Dalam makalah ini, penulis akan membahas salah satu sisi pendidikan karakter yang seringkali terlewatkan dalam perencanaan, pengembangan dan evaluasi program pendidikan karakter, yaitu mengembangkan budaya sekolah yang berjiwa pembentukan karakter psikologis. Secara lebih khusus, penulis akan membahas bagaimana mengembangkan kultur akademik dalam lingkungan sekolah, memahami tantangan, mencari implementasi strategi efektif bagi pengembangan kultur tersebut bagi pembentukan karakter bangsa.
URGENSI PENDIDIKAN KARAKTER
Karakter adalah cara berpikir dan berperilaku yang menjadi ciri khas tiap individu untuk hidup dan bekerjasama, baik dalam lingkup keluarga, masyarakat, bangsa dan negara. Individu yang berkarakter baik adalah individu yang bisa membuat keputusan dan siap mempertanggungjawabkan tiap akibat dari keputusan yang ia buat.[3]
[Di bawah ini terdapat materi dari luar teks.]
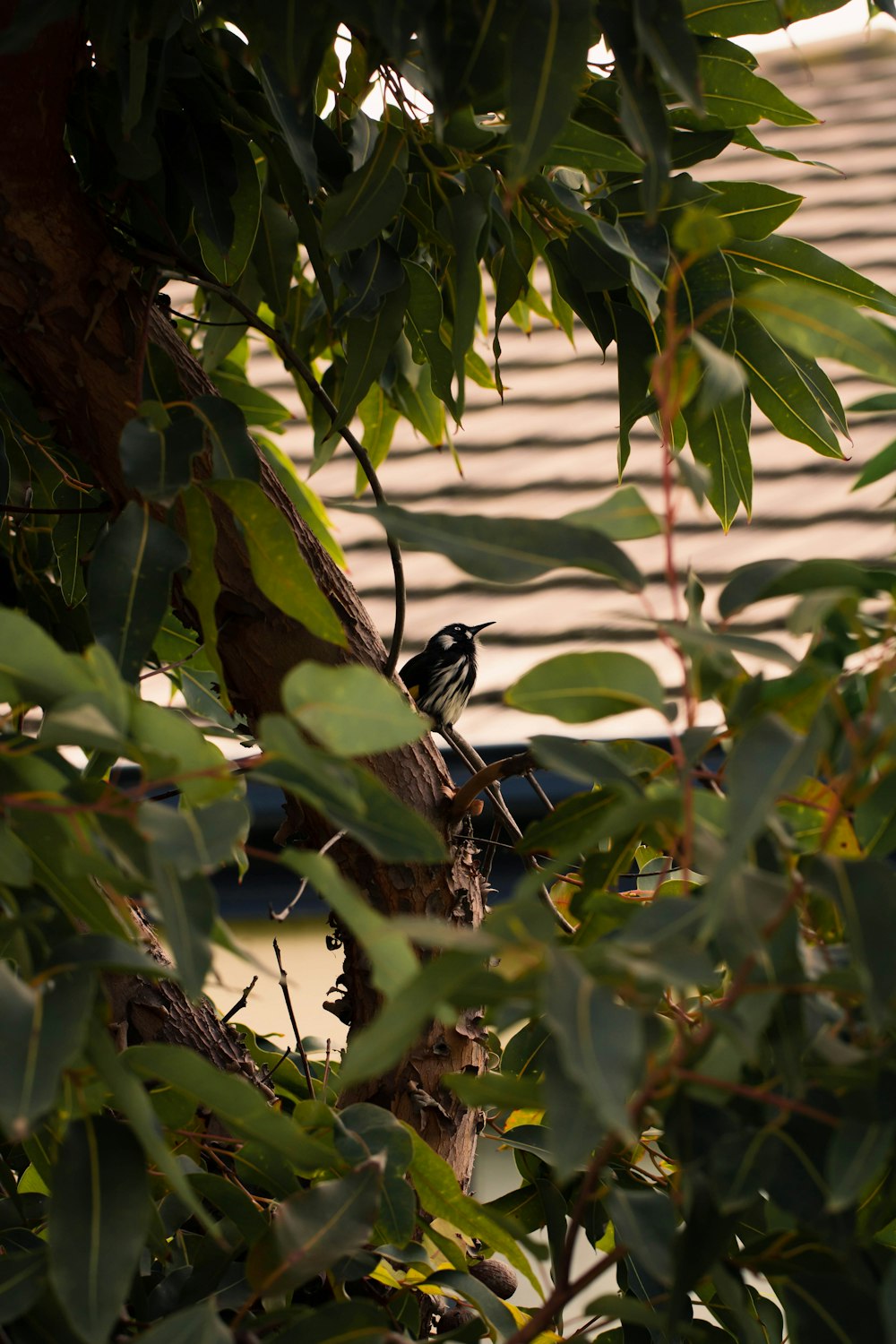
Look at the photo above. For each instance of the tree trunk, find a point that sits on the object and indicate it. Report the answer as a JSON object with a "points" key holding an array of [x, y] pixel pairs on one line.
{"points": [[74, 327]]}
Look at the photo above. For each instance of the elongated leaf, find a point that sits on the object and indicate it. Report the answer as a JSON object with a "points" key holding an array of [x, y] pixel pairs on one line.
{"points": [[198, 1324], [368, 344], [202, 585], [583, 147], [780, 578], [424, 325], [820, 324], [392, 960], [349, 710], [599, 1042], [233, 452], [780, 389], [316, 1228], [753, 209], [731, 18], [32, 667], [99, 1222], [546, 70], [129, 585], [509, 550], [440, 1195], [793, 260], [228, 266], [40, 1034], [279, 567], [371, 195], [274, 253], [737, 97], [581, 687], [721, 443], [239, 1105]]}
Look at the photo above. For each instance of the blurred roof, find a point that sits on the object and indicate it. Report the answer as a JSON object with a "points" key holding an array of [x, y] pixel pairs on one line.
{"points": [[551, 446]]}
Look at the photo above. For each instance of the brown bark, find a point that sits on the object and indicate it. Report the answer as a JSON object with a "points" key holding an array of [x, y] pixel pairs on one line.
{"points": [[73, 325]]}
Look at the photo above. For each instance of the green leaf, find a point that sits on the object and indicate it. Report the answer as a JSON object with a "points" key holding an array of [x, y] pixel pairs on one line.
{"points": [[368, 344], [188, 909], [818, 324], [370, 198], [352, 798], [581, 687], [316, 1228], [22, 1281], [599, 1042], [352, 711], [42, 1031], [32, 667], [198, 1324], [202, 585], [720, 441], [129, 585], [274, 254], [245, 203], [424, 327], [737, 97], [392, 960], [855, 1158], [440, 1195], [622, 516], [791, 260], [780, 390], [132, 1099], [509, 550], [547, 69], [782, 578], [233, 452], [582, 147], [241, 1107], [731, 18], [99, 1222], [279, 566], [753, 209]]}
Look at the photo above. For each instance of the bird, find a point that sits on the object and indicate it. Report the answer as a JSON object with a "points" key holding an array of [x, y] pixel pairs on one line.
{"points": [[441, 677]]}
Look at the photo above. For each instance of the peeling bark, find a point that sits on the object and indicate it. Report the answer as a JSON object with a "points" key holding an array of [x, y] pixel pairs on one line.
{"points": [[73, 325]]}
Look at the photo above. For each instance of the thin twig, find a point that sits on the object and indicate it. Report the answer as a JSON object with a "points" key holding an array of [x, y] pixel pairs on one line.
{"points": [[296, 362], [476, 763], [241, 1002], [282, 914], [56, 513], [300, 1047]]}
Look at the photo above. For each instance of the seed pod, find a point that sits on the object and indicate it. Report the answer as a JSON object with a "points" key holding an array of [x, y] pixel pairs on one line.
{"points": [[497, 1276]]}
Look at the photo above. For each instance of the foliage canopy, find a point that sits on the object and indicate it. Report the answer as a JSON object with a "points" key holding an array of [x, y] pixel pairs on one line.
{"points": [[697, 1081]]}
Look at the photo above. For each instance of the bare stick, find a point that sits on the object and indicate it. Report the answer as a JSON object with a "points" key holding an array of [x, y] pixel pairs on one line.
{"points": [[284, 914], [476, 763], [300, 1047], [242, 1000], [296, 362]]}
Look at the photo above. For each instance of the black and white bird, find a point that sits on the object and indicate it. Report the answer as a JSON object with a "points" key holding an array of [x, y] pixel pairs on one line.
{"points": [[443, 675]]}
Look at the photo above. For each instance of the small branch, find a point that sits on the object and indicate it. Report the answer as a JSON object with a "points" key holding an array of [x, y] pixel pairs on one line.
{"points": [[295, 360], [241, 1002], [284, 914], [504, 769], [758, 1094], [541, 1319], [300, 1047], [477, 765], [56, 513]]}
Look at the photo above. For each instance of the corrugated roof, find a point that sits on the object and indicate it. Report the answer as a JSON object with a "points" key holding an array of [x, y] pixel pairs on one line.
{"points": [[551, 446]]}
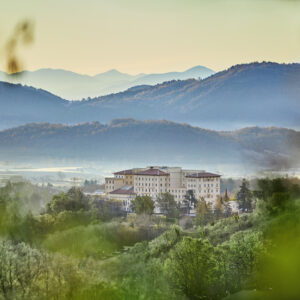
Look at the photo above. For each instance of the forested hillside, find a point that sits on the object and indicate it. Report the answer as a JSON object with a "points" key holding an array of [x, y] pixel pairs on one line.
{"points": [[261, 94], [82, 248], [152, 141]]}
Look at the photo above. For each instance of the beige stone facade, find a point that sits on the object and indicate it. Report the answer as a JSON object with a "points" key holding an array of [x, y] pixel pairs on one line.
{"points": [[153, 181]]}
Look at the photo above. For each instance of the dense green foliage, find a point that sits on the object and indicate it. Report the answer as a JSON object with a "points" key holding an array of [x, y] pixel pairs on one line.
{"points": [[70, 251]]}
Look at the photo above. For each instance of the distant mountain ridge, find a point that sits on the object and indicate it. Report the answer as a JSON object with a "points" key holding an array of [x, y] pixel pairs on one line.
{"points": [[152, 141], [74, 86], [262, 94]]}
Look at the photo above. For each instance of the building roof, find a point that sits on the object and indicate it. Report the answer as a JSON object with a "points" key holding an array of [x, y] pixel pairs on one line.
{"points": [[124, 190], [125, 172], [152, 172], [203, 175]]}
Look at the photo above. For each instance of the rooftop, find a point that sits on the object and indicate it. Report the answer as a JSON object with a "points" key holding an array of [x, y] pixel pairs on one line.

Pembentukan karakter merupakan salah satu tujuan pendidikan nasional. Pasal I UU Sisdiknas tahun 2003 menyatakan bahwa di antara tujuan pendidikan nasional adalah mengembangkan potensi peserta didik untuk memiliki kecerdasan, kepribadian dan akhlak mulia.
Amanah UU Sisdiknas tahun 2003 itu bermaksud agar pendidikan tidak hanya membentuk insan Indonesia yang cerdas, namun juga berkepribadian atau berkarakter, sehingga nantinya akan lahir generasi bangsa yang tumbuh berkembang dengan karakter yang bernafas nilai-nilai luhur bangsa serta agama. Karakter sangat erat dengan sikap dan pilihan cara bertindak. Oleh karena itu, maka Pendidikan karakter harus diberikan sedini mungkin kepada setiap orang.
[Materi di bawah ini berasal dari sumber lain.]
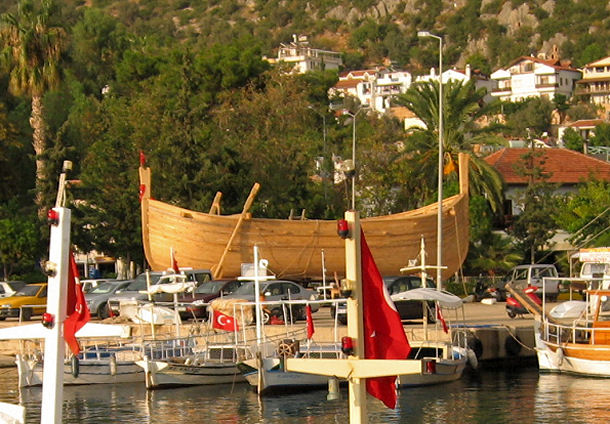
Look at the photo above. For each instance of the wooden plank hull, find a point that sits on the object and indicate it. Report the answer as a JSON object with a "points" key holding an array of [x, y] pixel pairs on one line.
{"points": [[293, 247]]}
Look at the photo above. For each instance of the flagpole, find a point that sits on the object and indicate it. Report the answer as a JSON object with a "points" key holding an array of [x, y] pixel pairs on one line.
{"points": [[355, 327], [54, 347]]}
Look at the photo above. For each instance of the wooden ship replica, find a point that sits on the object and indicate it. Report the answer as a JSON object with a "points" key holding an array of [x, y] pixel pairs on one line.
{"points": [[293, 247]]}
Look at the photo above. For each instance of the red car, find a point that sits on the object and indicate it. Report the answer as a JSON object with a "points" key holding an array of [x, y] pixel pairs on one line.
{"points": [[194, 304]]}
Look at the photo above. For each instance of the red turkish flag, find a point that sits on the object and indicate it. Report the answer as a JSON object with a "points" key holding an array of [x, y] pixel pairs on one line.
{"points": [[174, 262], [441, 318], [77, 311], [384, 336], [223, 322], [310, 329]]}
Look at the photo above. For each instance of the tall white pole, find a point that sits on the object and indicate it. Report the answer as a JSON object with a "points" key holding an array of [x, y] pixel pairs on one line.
{"points": [[257, 298], [439, 219], [54, 346]]}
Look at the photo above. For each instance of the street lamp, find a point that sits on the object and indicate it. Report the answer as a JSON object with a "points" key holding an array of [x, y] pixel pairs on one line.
{"points": [[324, 173], [353, 115], [439, 219]]}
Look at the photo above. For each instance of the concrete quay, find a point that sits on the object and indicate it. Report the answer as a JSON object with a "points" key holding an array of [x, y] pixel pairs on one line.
{"points": [[491, 333]]}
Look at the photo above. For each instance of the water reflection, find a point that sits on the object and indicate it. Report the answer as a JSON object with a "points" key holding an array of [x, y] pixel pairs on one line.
{"points": [[489, 396]]}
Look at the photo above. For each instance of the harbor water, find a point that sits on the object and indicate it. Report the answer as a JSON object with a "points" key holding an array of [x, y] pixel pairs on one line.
{"points": [[498, 395]]}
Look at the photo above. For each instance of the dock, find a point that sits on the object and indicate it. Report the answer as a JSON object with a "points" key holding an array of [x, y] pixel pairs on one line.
{"points": [[492, 335]]}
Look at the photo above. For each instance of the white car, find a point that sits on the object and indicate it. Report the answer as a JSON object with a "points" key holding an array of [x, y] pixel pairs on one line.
{"points": [[9, 288]]}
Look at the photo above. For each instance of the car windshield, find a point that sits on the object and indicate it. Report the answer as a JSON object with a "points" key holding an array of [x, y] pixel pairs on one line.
{"points": [[28, 291], [210, 288], [247, 289], [139, 284], [103, 288]]}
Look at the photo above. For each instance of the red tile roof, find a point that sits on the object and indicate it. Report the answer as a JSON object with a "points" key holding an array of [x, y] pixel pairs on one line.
{"points": [[565, 165], [582, 123], [553, 63]]}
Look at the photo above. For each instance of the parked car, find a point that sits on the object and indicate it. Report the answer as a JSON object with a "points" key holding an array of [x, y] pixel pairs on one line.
{"points": [[136, 290], [278, 290], [523, 276], [30, 300], [88, 285], [97, 298], [194, 304], [407, 309], [9, 288]]}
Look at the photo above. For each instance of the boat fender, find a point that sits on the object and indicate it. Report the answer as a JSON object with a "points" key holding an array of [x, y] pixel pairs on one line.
{"points": [[112, 365], [74, 367], [558, 359], [475, 344], [512, 345], [288, 348], [472, 359]]}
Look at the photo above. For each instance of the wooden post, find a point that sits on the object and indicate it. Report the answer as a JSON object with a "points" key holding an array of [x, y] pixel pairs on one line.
{"points": [[355, 325], [215, 208], [217, 269]]}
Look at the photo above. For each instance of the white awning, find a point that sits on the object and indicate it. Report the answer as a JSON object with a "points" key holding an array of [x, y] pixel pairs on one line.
{"points": [[445, 299]]}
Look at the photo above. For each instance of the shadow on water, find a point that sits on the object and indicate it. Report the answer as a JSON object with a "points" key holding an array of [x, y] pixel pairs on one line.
{"points": [[497, 395]]}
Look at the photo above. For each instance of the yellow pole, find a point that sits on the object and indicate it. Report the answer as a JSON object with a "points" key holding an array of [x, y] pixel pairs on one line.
{"points": [[355, 328]]}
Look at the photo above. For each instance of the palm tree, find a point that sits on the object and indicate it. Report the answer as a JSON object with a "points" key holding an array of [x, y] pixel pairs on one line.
{"points": [[462, 108], [31, 50]]}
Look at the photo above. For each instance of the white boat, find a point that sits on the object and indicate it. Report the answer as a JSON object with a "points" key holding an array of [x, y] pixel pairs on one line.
{"points": [[102, 363], [267, 374], [213, 360], [443, 358], [576, 339]]}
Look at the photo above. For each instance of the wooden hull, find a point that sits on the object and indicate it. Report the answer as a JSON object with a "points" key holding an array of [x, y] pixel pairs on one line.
{"points": [[294, 247], [575, 358]]}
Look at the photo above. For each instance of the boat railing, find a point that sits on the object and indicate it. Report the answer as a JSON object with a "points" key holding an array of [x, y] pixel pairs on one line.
{"points": [[560, 334]]}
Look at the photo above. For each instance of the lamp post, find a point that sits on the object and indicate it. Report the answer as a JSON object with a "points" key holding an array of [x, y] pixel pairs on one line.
{"points": [[354, 115], [439, 219], [324, 173]]}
TIGA BASIS PSIKOLOGIS-AKADEMIS
Usulan tentang perlunya pembangunan karakter memang bukanlah sesuatu yang baru. Bahkan, menurut Azyumardi Azra, sebelum pelajaran agama menjadi mata pelajaran wajib, dalam rencana pelajaran pada tahun 1947, yang ada hanyalah mata pelajaran “didikan budi pekerti yang bersumber dari nilai-nilai tradisional, khusunya yang terdapat dalam cerita pewayangan.[4] Hal ini membuktikan bahwa, sesungguhnya pendidikan karakter ini telah lama dicanangkan.
Namun, pendidikan karakter yang selama ini sering dibicarakan, umumnya hanya selalu pendidikan karakter berbasis kelas saja. Karena itu, debat yang selalu muncul biasanya adalah hanya berkutat pada tataran perlu tidakkah membuat mata pelajaran baru untuk mengintegrasikan pendidikan karakter dalam kurikulum. Debat seperti ini sebenarnya hanya memotret salah satu basis bagi pengembangan pendidikan karakter, yaitu pendidikan karakter berbasis kelas saja[5].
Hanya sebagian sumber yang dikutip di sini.